- Genre: Anthology
- Country of origin: United States
- No. of seasons: 1
- No. of episodes: 13

Production
- Executive producer: Robert Montgomery
- Running time: 30 minutes

Original release
- Network: NBC
- Release: March 30 – June 29, 1953

= Eye Witness (TV series) =

Eye Witness is a 30-minute American television anthology series that was broadcast live from New York City on the NBC television network beginning March 30, 1953, and ending June 29, 1953. Richard Carlson was the initial host, and Lee Bowman succeeded him. Robert Montgomery was the producer, and the series was produced by his company, Neptune Productions. Perry Lafferty was the director.

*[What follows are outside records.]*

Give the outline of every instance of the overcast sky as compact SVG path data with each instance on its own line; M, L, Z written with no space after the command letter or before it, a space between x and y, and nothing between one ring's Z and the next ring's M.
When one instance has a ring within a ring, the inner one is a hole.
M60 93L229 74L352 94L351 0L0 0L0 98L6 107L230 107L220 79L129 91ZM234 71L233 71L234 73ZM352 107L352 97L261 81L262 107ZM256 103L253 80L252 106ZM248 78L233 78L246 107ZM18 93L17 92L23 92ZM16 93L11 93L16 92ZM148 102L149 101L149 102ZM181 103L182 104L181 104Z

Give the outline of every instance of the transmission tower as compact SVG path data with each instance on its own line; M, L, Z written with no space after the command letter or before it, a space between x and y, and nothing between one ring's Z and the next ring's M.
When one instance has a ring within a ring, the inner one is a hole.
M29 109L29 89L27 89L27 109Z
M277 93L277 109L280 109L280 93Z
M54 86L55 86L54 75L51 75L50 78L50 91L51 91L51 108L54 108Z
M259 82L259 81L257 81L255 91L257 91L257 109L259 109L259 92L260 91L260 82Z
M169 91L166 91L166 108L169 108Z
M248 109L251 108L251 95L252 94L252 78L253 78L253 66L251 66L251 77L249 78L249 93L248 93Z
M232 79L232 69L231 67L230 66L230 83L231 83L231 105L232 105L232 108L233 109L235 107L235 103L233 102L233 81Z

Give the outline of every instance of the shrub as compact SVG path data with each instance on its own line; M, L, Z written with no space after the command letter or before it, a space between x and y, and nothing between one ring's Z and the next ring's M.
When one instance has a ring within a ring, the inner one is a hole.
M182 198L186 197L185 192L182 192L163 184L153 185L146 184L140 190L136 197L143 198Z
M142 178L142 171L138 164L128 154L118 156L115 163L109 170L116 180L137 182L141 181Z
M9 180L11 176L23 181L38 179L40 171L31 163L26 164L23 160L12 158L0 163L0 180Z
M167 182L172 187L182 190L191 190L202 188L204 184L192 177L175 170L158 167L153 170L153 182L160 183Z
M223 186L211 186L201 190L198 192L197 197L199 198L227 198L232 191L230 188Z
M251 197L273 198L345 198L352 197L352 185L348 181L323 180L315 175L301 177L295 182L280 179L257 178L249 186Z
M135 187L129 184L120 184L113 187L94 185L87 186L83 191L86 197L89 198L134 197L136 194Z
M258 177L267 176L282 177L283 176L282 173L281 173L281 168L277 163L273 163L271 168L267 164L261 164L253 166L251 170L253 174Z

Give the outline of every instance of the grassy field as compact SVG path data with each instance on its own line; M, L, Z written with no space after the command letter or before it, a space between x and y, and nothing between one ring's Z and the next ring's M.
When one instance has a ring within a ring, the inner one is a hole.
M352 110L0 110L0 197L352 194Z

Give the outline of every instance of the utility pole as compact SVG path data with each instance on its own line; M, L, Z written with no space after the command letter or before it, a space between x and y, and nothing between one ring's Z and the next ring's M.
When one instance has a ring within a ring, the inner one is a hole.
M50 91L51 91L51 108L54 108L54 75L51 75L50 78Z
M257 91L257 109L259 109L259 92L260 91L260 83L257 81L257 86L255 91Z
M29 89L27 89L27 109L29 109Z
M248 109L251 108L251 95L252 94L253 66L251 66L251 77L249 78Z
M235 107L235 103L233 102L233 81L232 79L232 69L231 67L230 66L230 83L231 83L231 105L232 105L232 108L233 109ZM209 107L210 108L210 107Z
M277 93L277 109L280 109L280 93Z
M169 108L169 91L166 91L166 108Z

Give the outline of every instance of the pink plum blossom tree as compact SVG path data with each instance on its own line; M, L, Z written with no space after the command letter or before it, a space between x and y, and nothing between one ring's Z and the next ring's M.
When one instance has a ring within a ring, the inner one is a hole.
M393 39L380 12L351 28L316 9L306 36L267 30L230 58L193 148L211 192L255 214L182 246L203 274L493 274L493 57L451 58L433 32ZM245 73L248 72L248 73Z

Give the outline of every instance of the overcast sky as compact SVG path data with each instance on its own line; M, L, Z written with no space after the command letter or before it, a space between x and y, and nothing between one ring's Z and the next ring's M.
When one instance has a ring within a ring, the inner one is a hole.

The show's stories dealt with characters involved in strange twists of fate and the supernatural. Each week, the guest host or hostess starred the following week on Montgomery's other NBC series, Robert Montgomery Presents.

Among its guest stars were Eva Marie Saint, John Newland, Nita Talbot, Melville Cooper, James Gregory, Fay Bainter and Emlyn Williams.

Eye Witness was on Monday nights from 9 to 9:30 Eastern Time. It replaced Hollywood Opening Night on NBC's schedule. Its competition included I Love Lucy and The Big Idea on Dumont. The sponsor was Ennds, a product of Pearson Pharmacal Company. Pearson, however, sought to withdraw sponsorship as a result of "the roasting the show got from most critics" following its premiere. By May 9, 1953, Ennds had ended its sponsorship, and NBC was offering a discounted approach to any sponsor willing to take the time slot with Eye Witness "or any one of several other shows" that NBC could provide. The proposal said that if the show received a Nielsen rating of 16 or lower, the sponsor would pay nothing for talent and production. An episode rated 16-20 would cost $2,352.94, and one rated 20-25 would cost $5,882.35. Ratings above 25 would increase proportionately.

Episodes included "The Cruel Clinic of Dr. Schmidt" on March 30, 1953, starring Mercer McLeod, Harry Townes, and Eric Dressler.

==Critical reception==
Media critic John Crosby attributed NBC with "a surprising burst of initiative" in scheduling what the network described as an "'off beat' mystery" opposite I Love Lucy, rather than scheduling a similar kind of situation comedy. He added, however, that in one episode the presentation was so off beat and combined with "elaborate trickery" that "you never have seen or heard so much malarkey in your life." He concluded, "Eye Witness is a pretty bad show."

A review in the trade publication Broadcasting described the premiere episode as one with "the stock situation, typed characters, trite dialogue and obvious conclusion that you might find in a primer on how to write a TV script". It summarized the presentation as taking "the line of least resistance, which in this case led straight to mediocrity".